Рустам пробыл с ними три дня. Эдуард Викторович дважды звонил, говорил, что вылетает, но потом все отменялось. Лидия Николаевна с интересом наблюдала, как Нинка управляется с мужем. Рустам был худощав и длинноволос - эдакий декадент с лицом кавказской национальности. Его отец еще при советской власти работал главным гаишником в южной автономии, где правила дорожного движения не соблюдают принципиально, и, будучи человеком небедным, дал сыну хорошее московское образование. Рустам свободно говорил по-английски, одевался с броской восточной элегантностью и до встречи с Нинкой вел жизнь вагинального коллекционера.
Лидия Николаевна всегда удивлялась, как подруге удалось приручить этого горного плейбоя. Понаблюдав поведение супругов на отдыхе, она многое поняла. Варначева виртуозно играла роль сварливой невольницы: злила Рустама дурацкими шуточками, подколами и капризами, на которые тот поначалу не обращал внимания, потом начинал мрачнеть, и, наконец, его терпение лопалось, тонкое лицо перекашивалось гневом, и он издавал странный гортанный звук:
- Э-э-х-а!
И тут Нинка преображалась, прямо на глазах превращаясь в льстивое, льнущее, заглядывающее мужу в глаза гаремное существо. Рустам ее, конечно, прощал, и через некоторое время они, загадочно переглянувшись, удалялись в свой номер. По возвращении Рустам имел гордый вид кровника, осуществившего сладкую месть, а Нинка светилась томностью жертвы, получившей долгожданное наказание. Через час-другой она снова начинала целенаправленно злить мужа, Рустам снова простодушно бесился - и все повторялось.
- Сына хочет, - доверительно сообщила подруге Нинка. - Старается!
Оставшись одна, Лидия Николаевна бродила по пляжу и вспоминала свою первую поездку к морю вместе с родителями. Они отдыхали по профсоюзным путевкам на турбазе «Солнечная» в третьем ущелье, близ Пицунды, и жили в легком бунгало, рассчитанном на две семьи. За тонкой перегородкой поселились молодожены, упивавшиеся брачной новизной так шумно, что наутро Татьяна Игоревна, решительная общественница, отправилась к ним, долго вела переговоры и строго условилась: они, семья Зольниковых, каждый вечер обязуются ходить в кино, независимо от того, какой фильм показывают, а молодожены в свою очередь должны окончательно насладиться друг другом в их отсутствие и ночью спать, как положено нормальным людям.

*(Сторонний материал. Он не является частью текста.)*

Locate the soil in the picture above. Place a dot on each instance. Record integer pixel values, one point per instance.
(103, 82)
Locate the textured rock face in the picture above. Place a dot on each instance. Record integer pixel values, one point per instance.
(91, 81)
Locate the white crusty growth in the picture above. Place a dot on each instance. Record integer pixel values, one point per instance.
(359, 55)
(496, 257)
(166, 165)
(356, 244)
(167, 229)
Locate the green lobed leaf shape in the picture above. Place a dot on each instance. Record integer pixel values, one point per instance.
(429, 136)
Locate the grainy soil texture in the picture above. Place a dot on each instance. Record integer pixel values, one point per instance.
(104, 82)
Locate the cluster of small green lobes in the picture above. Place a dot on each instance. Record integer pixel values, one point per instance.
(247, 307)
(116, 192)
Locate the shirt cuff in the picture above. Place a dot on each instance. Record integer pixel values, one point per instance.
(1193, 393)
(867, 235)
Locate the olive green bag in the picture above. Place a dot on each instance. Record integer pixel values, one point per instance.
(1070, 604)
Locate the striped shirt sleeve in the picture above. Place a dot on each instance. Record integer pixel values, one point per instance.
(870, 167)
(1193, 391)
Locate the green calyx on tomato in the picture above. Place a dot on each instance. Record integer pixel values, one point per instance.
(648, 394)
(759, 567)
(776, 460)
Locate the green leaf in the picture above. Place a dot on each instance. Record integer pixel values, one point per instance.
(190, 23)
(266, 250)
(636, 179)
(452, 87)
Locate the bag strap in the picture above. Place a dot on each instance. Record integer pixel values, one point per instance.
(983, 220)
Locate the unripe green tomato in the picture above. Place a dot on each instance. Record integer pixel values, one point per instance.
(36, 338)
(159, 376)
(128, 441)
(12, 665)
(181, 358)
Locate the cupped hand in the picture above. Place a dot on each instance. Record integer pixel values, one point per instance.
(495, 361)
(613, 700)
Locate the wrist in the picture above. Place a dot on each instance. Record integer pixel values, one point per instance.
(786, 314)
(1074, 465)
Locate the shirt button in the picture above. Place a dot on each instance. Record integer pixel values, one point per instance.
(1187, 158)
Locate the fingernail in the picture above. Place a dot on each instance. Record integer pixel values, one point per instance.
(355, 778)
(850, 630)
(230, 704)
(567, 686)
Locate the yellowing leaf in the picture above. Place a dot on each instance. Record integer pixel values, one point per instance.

За двадцатичетырехдневный отдых Лида накиношилась до одурения. Фильмы были разные - в основном, конечно, советские, с выверенным семейно-производственным конфликтом в начале и с торжеством справедливости в конце. Наверное, именно эта с детства внушенная вера в неизбежную справедливость и погубила многих простодушных людей, когда в Отечестве объявили капитализм. Случались, правда, и зарубежные ленты, одна даже детям до шестнадцати. В нескольких местах, где страстные поцелуи героев внезапно обрывались, отец хмыкал и говорил тихонько:
- Вырезали!
- И правильно! - строгим шепотом отвечала мать.
После фильма они еще гуляли вдоль ночного моря, тихонько ворочавшегося в своих галечных берегах. Лунная дорожка была похожа на косяк светящихся золотых рыбок, уплывающих к горизонту. Отец возмущался тем, что за него, взрослого человека с высшим образованием, государство решает, что ему можно смотреть, а что нельзя, а это унизительно - и когда-нибудь весь этот детский сад с баллистическими ракетами, занимающий одну шестую часть суши, развалится со страшным грохотом.